Pour lire et entendre cet article sur le site de Rue 89.

La philosophe Barbara Cassin, auteure de "Google-moi", dénonce un mode de notation au coeur de la grève de ce mardi.
Université de Nanterre, en novembre 2007(Audrey Cerdan/Rue89)

L’évaluation des enseignants-chercheurs, ou l’un des principaux motifs de la crise qui agite actuellement les universités. En cause, notamment, la méthode employée, qui devrait encore être renforcée par le projet de décret actuellement contesté. Philosophe et directrice de recherche au CNRS, Barbara Cassin dénonce sur Rue89 le "scandale" de cette méthode de notation qui, à l’instar de Google, fait que "la qualité devient une propriété émergente de la quantité".

L’auteure de "Google-moi" (Ed. Albin Michel, 2007) souligne "l’analogie" entre "la manière dont Google fabrique ses réponses à vos questions, c’est-à-dire hiérarchise les items qui apparaissent dans une page" et "la manière dont on hiérarchise les chercheurs" :

"Pour Google, ce qui est mis au-dessus, c’est ce vers quoi le plus de sites renvoient, c’est-à-dire une pratique de citations. C’est comme ça que ça se passe pour les chercheurs. Plus vous écrivez de textes dans des revues répertoriées, plus ces textes sont cités, plus vous êtes bien classés." (Ecouter le son)


"Ce que dit untel, c’est vraiment de la connerie"

Au coeur du problème, le "facteur H". Cet indice développé en 2005 par le physicien américain Jorge Hirsch, visant à mesurer l’impact d’un chercheur en fonction de l’importance des citations de ses publications. D’où deux écueils majeurs, selon Barbara Cassin :

* "Les revues anglophones sont les mieux classées, donc quand vous philosophez en français, par exemple, vous avez assez peu de chances d’avoir un bon facteur H."

* "Les recherches nouvelles sont hors de ce classement, puisqu’il n’y a aucune raison qu’elles soient immédiatement connues et citées. (Ecouter le son)

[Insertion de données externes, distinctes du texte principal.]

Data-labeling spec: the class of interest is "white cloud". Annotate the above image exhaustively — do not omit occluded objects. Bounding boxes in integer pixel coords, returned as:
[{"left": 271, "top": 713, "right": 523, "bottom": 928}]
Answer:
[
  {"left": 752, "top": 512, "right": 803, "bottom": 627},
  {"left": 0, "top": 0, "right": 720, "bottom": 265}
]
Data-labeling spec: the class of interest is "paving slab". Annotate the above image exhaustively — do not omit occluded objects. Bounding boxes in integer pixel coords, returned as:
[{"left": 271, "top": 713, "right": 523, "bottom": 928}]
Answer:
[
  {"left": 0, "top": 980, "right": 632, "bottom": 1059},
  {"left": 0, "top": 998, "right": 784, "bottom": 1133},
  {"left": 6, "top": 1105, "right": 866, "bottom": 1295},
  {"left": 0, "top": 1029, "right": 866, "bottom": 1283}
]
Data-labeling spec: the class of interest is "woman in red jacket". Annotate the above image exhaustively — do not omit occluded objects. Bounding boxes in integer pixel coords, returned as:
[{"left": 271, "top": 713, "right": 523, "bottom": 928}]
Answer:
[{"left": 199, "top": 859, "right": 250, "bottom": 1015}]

Jeunes chercheurs, écoutez bien la suite ! Barbara Cassin révèle "la meilleure façon d’avoir un très bon facteur H". Quelques conseils caricaturaux pour montrer l’absurdité de l’indice de classement des chercheurs, qui "vous demande encore de faire du people" :

"Publiez ’dirty’, publiez sale, c’est-à-dire publiez vite, publiez en petits bouts, de manière à faire beaucoup d’articles dans les revues anglosaxonnes, même s’ils se ressemblent tous.

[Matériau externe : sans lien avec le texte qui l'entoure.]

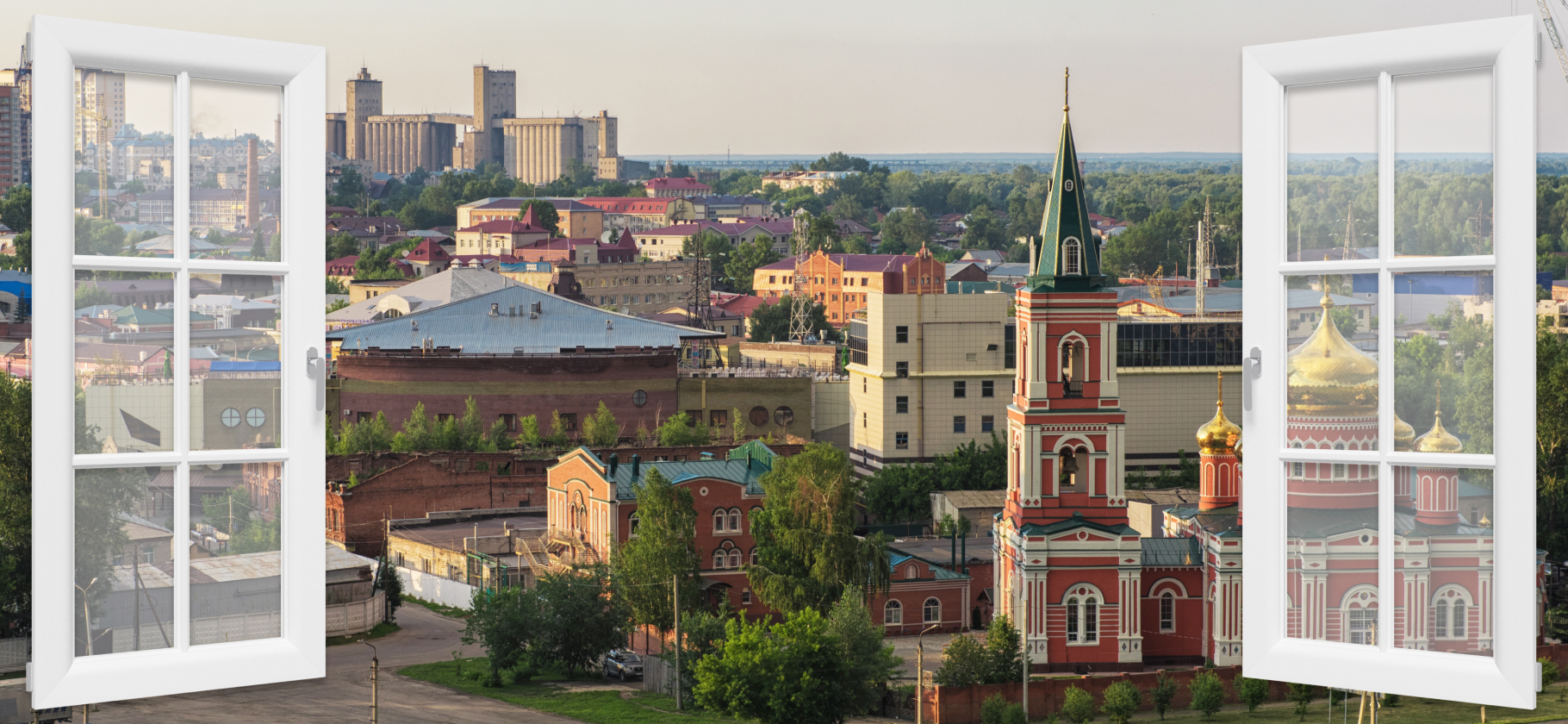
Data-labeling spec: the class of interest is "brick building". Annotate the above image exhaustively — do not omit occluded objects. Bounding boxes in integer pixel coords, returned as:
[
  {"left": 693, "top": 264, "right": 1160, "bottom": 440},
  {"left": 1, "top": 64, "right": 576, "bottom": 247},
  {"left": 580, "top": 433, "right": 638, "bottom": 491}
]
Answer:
[
  {"left": 751, "top": 247, "right": 947, "bottom": 326},
  {"left": 549, "top": 440, "right": 972, "bottom": 636}
]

Et publiez un article absolument ’controversal’, c’est-à-dire très paradoxal et stupide, (...) tel que tous les gens du domaine seront obligés de prendre position, en disant par exemple ’ce que dit untel, c’est vraiment de la connerie’." (Ecouter le son)


"C’est l’évaluation qui est en train de triompher"

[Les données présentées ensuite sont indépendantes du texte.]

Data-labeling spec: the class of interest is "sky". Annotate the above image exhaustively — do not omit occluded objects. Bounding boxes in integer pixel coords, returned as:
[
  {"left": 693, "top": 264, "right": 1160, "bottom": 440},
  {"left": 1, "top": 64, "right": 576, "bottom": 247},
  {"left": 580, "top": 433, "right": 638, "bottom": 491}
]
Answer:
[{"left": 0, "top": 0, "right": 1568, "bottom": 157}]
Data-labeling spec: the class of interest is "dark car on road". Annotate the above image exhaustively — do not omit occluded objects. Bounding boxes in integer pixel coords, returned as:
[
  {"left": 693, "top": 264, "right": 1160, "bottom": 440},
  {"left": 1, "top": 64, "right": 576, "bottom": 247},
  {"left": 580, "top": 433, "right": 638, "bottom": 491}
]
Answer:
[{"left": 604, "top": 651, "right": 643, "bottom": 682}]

Le facteur H, "c’est l’évaluation qui est en train de triompher", se désole la philosophe. A l’Agence d’évaluation de la recherche et de l’enseignement supérieur (AERES), à l’Education nationale, à Bruxelles... En témoigne l’interview de Valérie Pécresse accordée en août dernier au Figaro.

Pour la ministre de l’Enseignement supérieur et de la Recherche, qui réagissait à la mauvaise place de la France dans l’édition 2008 du top 100 des établissements supérieurs (avec trois établissements contre quatre en 2007) établi par l’université de Shangaï, hors de question de dénoncer la méthode, il convient plutôt de s’y adapter :

"Ce classement a des défauts mais il existe. Les chercheurs et les étudiants du monde entier le lisent attentivement. Nous devons le prendre en compte et faire en sorte de donner plus de visibilité aux universités françaises. (...)

Elles ont un déficit en matière de culture de recherche et d’insertion professionnelle, mais elles sont prêtes à se battre pour le rattraper. Elles veulent entrer dans la culture du résultat."

Dans le décret contesté par les enseignants-chercheurs, la ministre entend en effet donner plus d’importance encore au facteur H. En faisant passer l’évaluation des mains des pairs à celle de leur hiérarchie administrative, elle favorise le poids des critères durs, donc de cet indice.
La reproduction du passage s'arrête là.